From: rrt@sc3d.org
Date: Thu, 12 Jun 2008 09:00:00 +0100 (BST)
Subject: Blank Canvases

Triggers: "pointlessness of yet more blank canvases" (late 2007), Milton's "I must make my own system" (Tom Lynn tagline? June 2008)

In computing, as in philosophy, and perhaps for the same reason, there is a great tendency to try to start from first principles. This is often driven by the egotistical certainty of being able to succeed where others have failed, along with the closely related desire to avoid or repair the mistakes of old systems. This is often a smokescreen for the laziness of not wanting to learn existing systems coupled with the desire to have a system all one's own, and the result is generally to repeat the mistakes of the past. Even where a new system's design starts from a study of the failings of old systems, it's easy to overlook some and thus fail to avoid making old mistakes. Either way, without genius and a great deal of luck one is likely either to repeat historical error by not having studied it, or be constrained by old ways of thinking.

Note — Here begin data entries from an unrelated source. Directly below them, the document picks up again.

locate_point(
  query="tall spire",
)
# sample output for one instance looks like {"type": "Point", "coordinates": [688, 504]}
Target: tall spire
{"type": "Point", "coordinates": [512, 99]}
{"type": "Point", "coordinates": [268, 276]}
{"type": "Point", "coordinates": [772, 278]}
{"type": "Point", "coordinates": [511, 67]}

By now, there's a great deal of good in existing systems of thought and programming, and most people are likely to make a greater contribution by working with them than by trying to reinvent them. Further, I'd suggest that few successful new general systems were conceived as such, but that most were based on a special insight which turned out to need a new system to accommodate it. This is especially true in the area of programming languages. This is particularly odd given the number of projects which set out to do nothing new, but simply neatly consolidate existing practice. Who uses Cobra, Scala, Kaya, Heron, Haxe or Modula-3? By contrast, look at Python, Perl, Lua and PHP. It's ironic that the seemingly sensible approach of designing for general-purpose use based on the lessons of the past is generally less successful than that of designing for a particular need, adding features as required, even though as any language matures its design usually comes to be dominated by general concerns. C, Java and C++ may be adduced as counter-examples, but only the first is a good example. Java had a new feature, binary portability, that happened not to be directly a language feature, whereas C++'s success is based on its relationship with C, and its status as the only ubiquitous high-performance compiled language higher level than C. C itself is beset with major difficulties and annoyances compared to more modern languages; its authors claim it has aged well; i would say rather that it's astonishing that it has no generally agreed successor in either the performance-critical or the system software domain.

It's also ironic that the lesson appears to have been better learned in philosophy, where it's less needed: there are surely bigger gains to be made in the realm of pure thought than in the programming of von Neumann machines, and they will be more generally beneficial to humanity.